Morgan’s legislation begins with HJR F, which proposes an amendment to the state constitution removing the provision that marriage is between one man and one woman.

The joint resolution requires a two-thirds majority in both the House and Senate to pass the chambers. Upon its passage, a ballot initiative would be triggered for the next general election.

Morgan said he thought long and hard about undertaking the difficult process ahead of introducing the resolution, but concluded that the issue was too important not to try and do everything possible to advance it.

He acknowledged that the process of codifying marriage equality wouldn’t be just a month-long endeavor, but in the meantime, Morgan said he’s also focusing on the other 51 bills in the package.

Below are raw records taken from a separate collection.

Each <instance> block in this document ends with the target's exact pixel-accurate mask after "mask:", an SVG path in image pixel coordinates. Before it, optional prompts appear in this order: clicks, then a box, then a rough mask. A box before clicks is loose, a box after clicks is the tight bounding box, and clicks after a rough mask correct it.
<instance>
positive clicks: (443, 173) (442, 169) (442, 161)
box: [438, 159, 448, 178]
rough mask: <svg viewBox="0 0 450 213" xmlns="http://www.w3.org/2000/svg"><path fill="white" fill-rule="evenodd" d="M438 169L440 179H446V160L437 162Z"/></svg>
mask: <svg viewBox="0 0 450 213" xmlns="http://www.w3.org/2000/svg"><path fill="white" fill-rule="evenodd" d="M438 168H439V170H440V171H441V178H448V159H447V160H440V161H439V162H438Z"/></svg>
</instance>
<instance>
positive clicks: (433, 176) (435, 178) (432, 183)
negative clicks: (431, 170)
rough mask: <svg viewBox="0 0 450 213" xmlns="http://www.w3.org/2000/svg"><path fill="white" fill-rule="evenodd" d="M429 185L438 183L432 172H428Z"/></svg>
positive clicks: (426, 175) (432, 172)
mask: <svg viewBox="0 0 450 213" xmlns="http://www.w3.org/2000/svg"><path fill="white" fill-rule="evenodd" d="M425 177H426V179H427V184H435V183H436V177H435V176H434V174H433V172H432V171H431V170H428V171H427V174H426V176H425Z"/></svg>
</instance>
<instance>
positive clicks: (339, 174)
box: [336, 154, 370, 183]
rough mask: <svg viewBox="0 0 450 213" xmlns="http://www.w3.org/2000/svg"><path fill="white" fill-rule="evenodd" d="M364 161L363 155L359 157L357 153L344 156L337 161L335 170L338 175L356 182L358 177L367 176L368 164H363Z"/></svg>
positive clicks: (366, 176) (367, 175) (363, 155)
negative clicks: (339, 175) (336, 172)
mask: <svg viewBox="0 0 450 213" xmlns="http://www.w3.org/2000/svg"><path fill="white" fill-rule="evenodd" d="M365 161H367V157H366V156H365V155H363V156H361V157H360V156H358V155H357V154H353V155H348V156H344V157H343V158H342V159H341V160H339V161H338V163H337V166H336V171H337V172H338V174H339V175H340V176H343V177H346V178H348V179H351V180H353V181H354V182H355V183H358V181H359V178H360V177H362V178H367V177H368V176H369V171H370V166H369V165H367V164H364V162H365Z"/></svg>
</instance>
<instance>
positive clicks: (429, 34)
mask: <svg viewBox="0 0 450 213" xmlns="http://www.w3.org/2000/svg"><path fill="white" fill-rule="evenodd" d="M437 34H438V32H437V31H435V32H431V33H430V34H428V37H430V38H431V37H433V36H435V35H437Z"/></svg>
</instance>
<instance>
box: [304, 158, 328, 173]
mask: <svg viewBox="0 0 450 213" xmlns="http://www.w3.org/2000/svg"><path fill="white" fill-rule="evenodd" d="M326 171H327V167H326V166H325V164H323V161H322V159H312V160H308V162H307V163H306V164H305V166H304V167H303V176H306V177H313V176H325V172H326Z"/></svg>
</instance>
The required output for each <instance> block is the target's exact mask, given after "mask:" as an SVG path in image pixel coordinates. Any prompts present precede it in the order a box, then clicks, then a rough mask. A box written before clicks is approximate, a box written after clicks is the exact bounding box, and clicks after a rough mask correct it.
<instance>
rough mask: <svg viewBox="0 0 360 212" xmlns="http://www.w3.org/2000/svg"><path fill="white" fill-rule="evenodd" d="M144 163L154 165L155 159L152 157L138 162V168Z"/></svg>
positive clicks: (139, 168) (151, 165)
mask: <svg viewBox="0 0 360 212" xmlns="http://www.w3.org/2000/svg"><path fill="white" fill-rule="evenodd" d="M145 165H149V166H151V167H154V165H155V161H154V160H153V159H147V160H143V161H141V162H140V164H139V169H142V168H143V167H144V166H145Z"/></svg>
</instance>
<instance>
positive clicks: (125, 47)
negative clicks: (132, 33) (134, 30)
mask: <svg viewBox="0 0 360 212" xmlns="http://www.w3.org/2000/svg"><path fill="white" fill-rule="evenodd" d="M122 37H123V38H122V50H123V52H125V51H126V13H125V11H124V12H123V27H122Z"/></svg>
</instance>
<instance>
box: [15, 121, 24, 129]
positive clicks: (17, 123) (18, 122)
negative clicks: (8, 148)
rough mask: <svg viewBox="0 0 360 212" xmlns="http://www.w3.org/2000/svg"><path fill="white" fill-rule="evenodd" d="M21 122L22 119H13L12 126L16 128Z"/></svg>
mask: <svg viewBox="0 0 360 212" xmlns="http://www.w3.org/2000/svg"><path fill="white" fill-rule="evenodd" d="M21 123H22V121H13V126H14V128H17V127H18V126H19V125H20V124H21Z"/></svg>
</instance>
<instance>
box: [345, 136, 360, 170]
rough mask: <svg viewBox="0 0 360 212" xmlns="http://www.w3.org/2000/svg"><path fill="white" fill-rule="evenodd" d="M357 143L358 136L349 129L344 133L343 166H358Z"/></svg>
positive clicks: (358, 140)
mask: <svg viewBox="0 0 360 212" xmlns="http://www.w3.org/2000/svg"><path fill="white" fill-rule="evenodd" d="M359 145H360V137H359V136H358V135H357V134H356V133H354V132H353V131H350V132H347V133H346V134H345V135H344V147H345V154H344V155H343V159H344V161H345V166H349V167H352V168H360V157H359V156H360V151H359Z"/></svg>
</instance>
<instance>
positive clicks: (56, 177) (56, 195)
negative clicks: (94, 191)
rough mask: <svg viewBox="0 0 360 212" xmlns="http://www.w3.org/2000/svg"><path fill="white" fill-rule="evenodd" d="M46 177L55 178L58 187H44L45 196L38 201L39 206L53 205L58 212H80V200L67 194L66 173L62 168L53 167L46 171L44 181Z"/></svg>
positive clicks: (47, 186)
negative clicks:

These remove all references to gender in Michigan’s state laws, including marriage and divorce provisions.

Morgan said there are still lots of laws referencing “husband and wife” in statute, but because of the Supreme Court ruling, “we just simply ignore that language” when administering marriages and overseeing divorce proceedings.

He said it’s necessary to clean up those old laws and make sure they accurately reflect Michigan values, regardless of the support received for the joint resolution.

That includes amending a House bill defining marriage, which Rep. Julie BRIXIE (D-Okemos) formally introduced via HB 4775, removing provisions that marriage be between “a man and a woman” and changing the language to “two parties.”

Morgan said the bills remove outdated language like that from more than 50 state statutes, changing provisions referring to “mother and father” to read “parents,” “husband and wife” to “a spouse” and updating references to women who change their name after marriage to refer simply to “individuals.”

The bills amend language within the farmland and open space preservation statute, the liquor control act, the income tax act, the funeral expenses of veterans statute, the mental health code, the drain code of 1956, the sex offenders registration act, the community property act, Michigan’s divorce code, the social welfare act, the estate tax act, Michigan’s penal code and even references within the potato industry commission, to name a few.

Morgan said another LGBTQ+ Caucus member, Rep. Mike McFall (D-Hazel Park), was instrumental in his work on the package.

“We want to protect Mike’s marriage to his husband and my ability to marry my fiancé this year,” he said, “along with every person’s right to marry who they love.”

But Morgan added that bill sponsorships have been spread throughout the caucus, with the intention of giving everyone who wants the opportunity to be included a chance to sponsor a bill.

He said a large majority of the Democratic caucus are individual bill sponsors, along with 46 cosponsors of the joint resolution.

The bills have been referred to the House Government Operations Committee.